2030'lu yıllarda dünyadaki tüm ülkeler tek bir devlet adı altında toplanacak.

2033 yılında The Light adı verilen yapay zeka teknolojisi kullanıma sunulacak.

Videoyu izleyen çok sayıda kişi, zaman yolcusunun iddialarının 2030'dan geldiğini öne süren ünlü zaman yolcusu Noah ile birebir benzerlik gösterdiğine dikkat çekti

Bir kullanıcı ise "2030'lu yıllarda dünyada tek bir devlet olacaksa 2045'te ABD nasıl başkan seçecek?" sorusunu yöneltti

ZAMAN YOLCULUĞU MÜMKÜN MÜ?

Temellerini Philosophiæ Naturalis Principia Mathematica (Doğa Felsefesinin Matematiksel Prensipleri) isimli kitabıyla 17. Yüzyılda Isaac Newton’ın attığı, ve sonrasında başta J.L. Lagrange, W.R. Hamilton ve C.G.J. Jacobi olmak üzere bir çok fizikçinin ve matematikçinin geliştirdiği klasik mekanikte, ya da kısaca Newton fiziğinde, mutlak bir zaman kavramı vardır. Bütün gözlemcilere göre zaman aynı yönde ve eşit hızda akar. Bu bizim günlük hayattan alışkın olduğumuz ve içgüdülerimize de doğru gelen zaman anlayışıdır.

Zamanın fiziksel dinamiklerden ya da gözlemcilerden bağımsız ve mutlak olması demek, Newton fiziği çerçevesinde bizim zamanda ileri ya da geri gidebilmemizi imkansız kılmaktadır. Bu Newton kanunlarının doğrudan bir sonucudur: Newton, etrafında gözlemlediği olguları açıklayabilmek için mutlak uzay ve mutlak zaman kavramlarına ihtiyaç duymuş, bu kavramlarla oluşturduğu fizik de doğayı açıklayabilmiştir. Bu yüzden de Newton fiziği kapsamında en baştan zaman yolculuğunun olamayacağını kabul etmiş oluruz.

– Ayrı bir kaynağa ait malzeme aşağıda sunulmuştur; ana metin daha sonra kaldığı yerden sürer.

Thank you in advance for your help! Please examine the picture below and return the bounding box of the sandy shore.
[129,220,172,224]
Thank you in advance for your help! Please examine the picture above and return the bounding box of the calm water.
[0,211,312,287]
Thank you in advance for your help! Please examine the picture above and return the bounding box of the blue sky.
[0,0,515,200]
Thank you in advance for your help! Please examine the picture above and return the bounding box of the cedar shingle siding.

Albert Einstein’ın 1905 yılında geliştirdiği Özel Görelilik teorisine göreyse durum farklıdır. Newton’un mutlak zaman ve mutlak uzay kabullerinin aksine Einstein mutlak olması gerekenin ışığın farklı gözlemcilere göre hızı olduğunu ileri sürmüştür. Fiziğin bütün gözlemcilere göre de aynı olmasını şart koştuğumuzda da mutlak zaman ve mutlak uzay kavramları kalkmak zorunda kalmıştır.

Bu durumda ek bir şart koymazsak, Einstein’ın Özel Göreliliği başka gözlemcilere göre hızımızı değiştirerek o gözlemcilerin geçmişlerine ve geleceklerine gitmemize izin vermektedir. Gerçekten de matematiksel olarak sadece durgun olduğumuz biriyle aynı zamanı paylaşırız. Eğer ki bir arkadaşımıza göre ışık hızından daha az hızlarla hareket ediyorsak, bizim zamanımın ona göre daha yavaş akacaktır, ve biz bu şekilde bir süre hareket edip sonra tekrar ona göre duracak olursak bize göre daha az zamanda ona göre daha çok zaman geçirmiş oluruz: Yani arkadaşımızın geleceğine gitmiş oluruz!